I think your comment is controversial, for a number of reasons. One, I think nobody should own code. Code should be obvious, tested, documented and reviewed (bringing the number of people involved to at least two), the story behind it should be either in the git comments or referenced to e.g. a task management system. Code ownership just creates islands.

I mean by all means assign a "domain expert" to a PART of your code, but no individual segment of code should belong to anyone.

Second: There's something to be said about avoiding churn. Everybody loves refactoring and rewriting code, present company included, but it muddles the version control waters.

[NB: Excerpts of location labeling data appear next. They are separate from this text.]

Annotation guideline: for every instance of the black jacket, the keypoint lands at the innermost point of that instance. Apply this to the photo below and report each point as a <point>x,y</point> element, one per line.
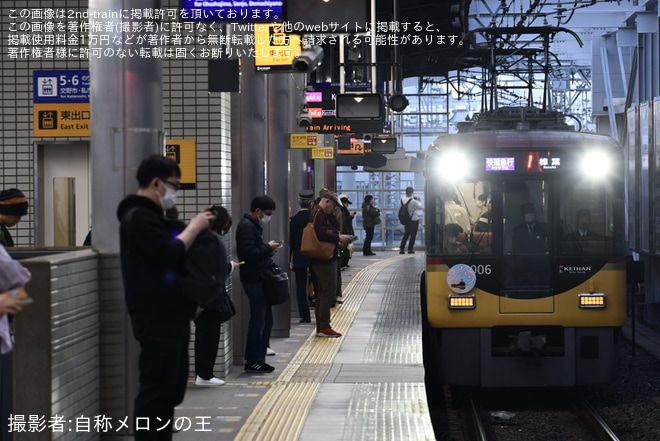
<point>251,249</point>
<point>151,263</point>
<point>207,270</point>
<point>297,224</point>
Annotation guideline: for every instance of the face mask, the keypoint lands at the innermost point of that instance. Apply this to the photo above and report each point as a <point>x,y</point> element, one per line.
<point>264,220</point>
<point>169,200</point>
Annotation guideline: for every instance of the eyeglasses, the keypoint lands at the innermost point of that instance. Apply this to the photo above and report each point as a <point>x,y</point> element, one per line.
<point>175,185</point>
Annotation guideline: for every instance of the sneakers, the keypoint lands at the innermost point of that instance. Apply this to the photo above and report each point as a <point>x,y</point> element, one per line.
<point>258,367</point>
<point>213,381</point>
<point>328,333</point>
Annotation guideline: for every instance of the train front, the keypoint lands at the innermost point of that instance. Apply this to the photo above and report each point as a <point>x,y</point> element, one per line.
<point>525,278</point>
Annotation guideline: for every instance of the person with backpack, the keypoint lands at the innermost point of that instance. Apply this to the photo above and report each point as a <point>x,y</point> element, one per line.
<point>408,218</point>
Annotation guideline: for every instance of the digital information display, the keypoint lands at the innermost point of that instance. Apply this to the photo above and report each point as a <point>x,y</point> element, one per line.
<point>507,163</point>
<point>247,11</point>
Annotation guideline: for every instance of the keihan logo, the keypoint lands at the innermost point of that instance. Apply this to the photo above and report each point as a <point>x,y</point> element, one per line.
<point>563,269</point>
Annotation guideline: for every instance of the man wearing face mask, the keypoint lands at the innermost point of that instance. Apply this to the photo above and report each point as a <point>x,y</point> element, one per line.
<point>530,237</point>
<point>257,255</point>
<point>152,256</point>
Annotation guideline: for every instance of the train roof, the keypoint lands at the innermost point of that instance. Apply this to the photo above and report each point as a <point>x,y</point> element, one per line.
<point>530,139</point>
<point>519,128</point>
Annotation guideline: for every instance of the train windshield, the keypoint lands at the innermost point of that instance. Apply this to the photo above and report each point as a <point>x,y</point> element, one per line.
<point>528,227</point>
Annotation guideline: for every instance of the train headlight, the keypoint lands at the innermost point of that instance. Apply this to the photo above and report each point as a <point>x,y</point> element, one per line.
<point>451,166</point>
<point>596,164</point>
<point>592,300</point>
<point>462,301</point>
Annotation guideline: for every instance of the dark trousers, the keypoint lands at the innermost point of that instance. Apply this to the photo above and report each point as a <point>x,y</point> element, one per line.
<point>6,393</point>
<point>409,232</point>
<point>207,338</point>
<point>326,279</point>
<point>369,236</point>
<point>301,292</point>
<point>261,322</point>
<point>163,367</point>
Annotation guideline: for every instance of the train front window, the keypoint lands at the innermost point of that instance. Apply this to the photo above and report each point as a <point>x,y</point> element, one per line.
<point>458,218</point>
<point>527,235</point>
<point>586,219</point>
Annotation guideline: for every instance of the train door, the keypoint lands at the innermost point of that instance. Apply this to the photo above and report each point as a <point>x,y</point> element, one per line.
<point>63,186</point>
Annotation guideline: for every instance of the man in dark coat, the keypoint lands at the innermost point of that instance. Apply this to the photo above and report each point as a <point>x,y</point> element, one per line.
<point>151,261</point>
<point>13,206</point>
<point>257,255</point>
<point>300,262</point>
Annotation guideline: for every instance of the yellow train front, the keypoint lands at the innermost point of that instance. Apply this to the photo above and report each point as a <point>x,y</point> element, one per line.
<point>525,275</point>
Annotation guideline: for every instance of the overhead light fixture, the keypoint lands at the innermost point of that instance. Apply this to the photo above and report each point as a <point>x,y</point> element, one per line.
<point>359,106</point>
<point>383,145</point>
<point>308,59</point>
<point>304,116</point>
<point>398,102</point>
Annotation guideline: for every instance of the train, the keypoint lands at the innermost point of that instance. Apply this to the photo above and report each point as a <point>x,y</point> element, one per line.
<point>525,277</point>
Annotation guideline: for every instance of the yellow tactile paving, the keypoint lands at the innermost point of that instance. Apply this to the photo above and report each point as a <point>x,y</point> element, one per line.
<point>282,411</point>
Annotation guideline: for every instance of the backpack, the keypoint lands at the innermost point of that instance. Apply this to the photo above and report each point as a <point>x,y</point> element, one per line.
<point>404,213</point>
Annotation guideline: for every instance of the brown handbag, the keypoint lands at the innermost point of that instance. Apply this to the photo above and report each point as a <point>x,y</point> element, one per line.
<point>314,248</point>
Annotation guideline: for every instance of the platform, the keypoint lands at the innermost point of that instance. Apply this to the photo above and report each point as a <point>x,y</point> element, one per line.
<point>366,385</point>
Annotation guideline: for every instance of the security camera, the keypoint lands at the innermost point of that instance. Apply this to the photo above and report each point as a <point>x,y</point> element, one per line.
<point>304,116</point>
<point>308,59</point>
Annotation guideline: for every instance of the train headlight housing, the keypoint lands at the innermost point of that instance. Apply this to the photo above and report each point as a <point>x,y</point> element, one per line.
<point>593,300</point>
<point>462,301</point>
<point>451,166</point>
<point>596,164</point>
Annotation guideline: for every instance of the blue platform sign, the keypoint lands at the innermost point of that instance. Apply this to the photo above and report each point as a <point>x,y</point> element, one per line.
<point>61,86</point>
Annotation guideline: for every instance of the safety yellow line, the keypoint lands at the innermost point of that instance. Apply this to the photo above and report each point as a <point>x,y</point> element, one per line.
<point>282,411</point>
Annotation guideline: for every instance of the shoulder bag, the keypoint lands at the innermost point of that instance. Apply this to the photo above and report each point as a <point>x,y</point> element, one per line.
<point>314,248</point>
<point>275,285</point>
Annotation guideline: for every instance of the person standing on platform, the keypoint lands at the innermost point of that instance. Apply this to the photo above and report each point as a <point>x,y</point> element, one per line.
<point>370,218</point>
<point>346,227</point>
<point>327,230</point>
<point>300,262</point>
<point>411,227</point>
<point>13,206</point>
<point>152,257</point>
<point>257,255</point>
<point>209,250</point>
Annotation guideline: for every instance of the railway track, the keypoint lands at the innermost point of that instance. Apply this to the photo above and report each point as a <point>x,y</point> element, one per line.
<point>578,420</point>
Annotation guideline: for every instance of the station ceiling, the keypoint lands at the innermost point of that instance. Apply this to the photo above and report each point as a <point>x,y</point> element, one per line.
<point>442,23</point>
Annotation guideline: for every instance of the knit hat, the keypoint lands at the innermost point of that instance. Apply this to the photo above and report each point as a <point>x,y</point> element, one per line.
<point>332,196</point>
<point>13,202</point>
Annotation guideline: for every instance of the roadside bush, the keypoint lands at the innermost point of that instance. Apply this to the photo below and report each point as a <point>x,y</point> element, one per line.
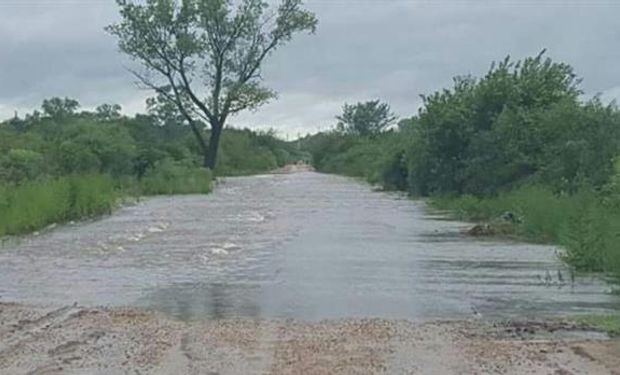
<point>37,204</point>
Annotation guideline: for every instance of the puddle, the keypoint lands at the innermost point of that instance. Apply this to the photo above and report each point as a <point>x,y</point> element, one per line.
<point>305,246</point>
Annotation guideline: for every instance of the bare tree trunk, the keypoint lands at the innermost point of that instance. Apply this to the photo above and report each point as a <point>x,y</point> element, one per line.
<point>214,143</point>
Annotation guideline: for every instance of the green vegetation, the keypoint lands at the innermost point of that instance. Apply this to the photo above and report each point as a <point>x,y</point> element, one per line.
<point>59,165</point>
<point>517,149</point>
<point>37,204</point>
<point>203,58</point>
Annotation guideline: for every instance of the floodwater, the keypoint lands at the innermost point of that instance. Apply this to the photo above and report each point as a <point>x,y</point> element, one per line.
<point>304,246</point>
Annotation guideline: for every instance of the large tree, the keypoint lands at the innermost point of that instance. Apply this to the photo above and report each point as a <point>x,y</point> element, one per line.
<point>365,119</point>
<point>205,56</point>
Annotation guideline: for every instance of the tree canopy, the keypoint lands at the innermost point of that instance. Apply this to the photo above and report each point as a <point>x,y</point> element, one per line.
<point>365,119</point>
<point>205,56</point>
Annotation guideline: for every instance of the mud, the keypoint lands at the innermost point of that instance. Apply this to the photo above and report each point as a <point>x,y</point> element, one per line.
<point>76,340</point>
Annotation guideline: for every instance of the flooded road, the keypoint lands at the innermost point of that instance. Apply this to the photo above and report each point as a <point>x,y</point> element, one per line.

I've seen a few github projects where the guidelines stated not to create PRs for minor refactorings, because they create churn and version control noise.

Anyway, that's all "ideal world" thinking, I know in practice it doesn't work like that.

  • Maybe not exclusive ownership, but there are always going to be those more familiar with a section of code that others.

    It's not really efficient to insist everyone know the codebase equally, especially with larger codebases.

I never found people adding a name useful.

Either the code is recent (in which case 'git blame' works better since someone changing a few characters may or may not decide to add their name to the file) or it's old and the author has either left the company or has forgotten practically everything about the code.

If you have to track down the author, then it is already bad. The code should not hope that the author never finds a new job.

  • But sometimes it is bad, and not fixable within the author's control. I occasionally leave author notes, as a shortcut. If I'm no longer here, yeah you gotta figure it all out the hard way. But if I am, I can probably save you a week, maybe a month. And obviously if its something you can succintly describe, you'd just leave a comment. This is the domain of "Based on being here a few years on a few teams, and three services between this one, a few migrations etc etc". Some business problems have a lot of baggage that aren't easily documented or described, its the hard thing about professional development especially in a changing business. There's also cases where I _didnt'_ author the code, but did purposefully not change something that looks like it should be changed. In those cases, without my name comment, git blame wouldn't point you to me. YMMV.

  • A 1000 times this. We never use git blame - who cares? The code should be self-explanatory, and if it's not, the author doesn't remember why they did it 5 years down the line either.

    • I rarely want the author name. What I want is the commit message explaining the changes, and I want to see what the code used to do.

      Code without history is nearly unsupportable without reverse engineering it all.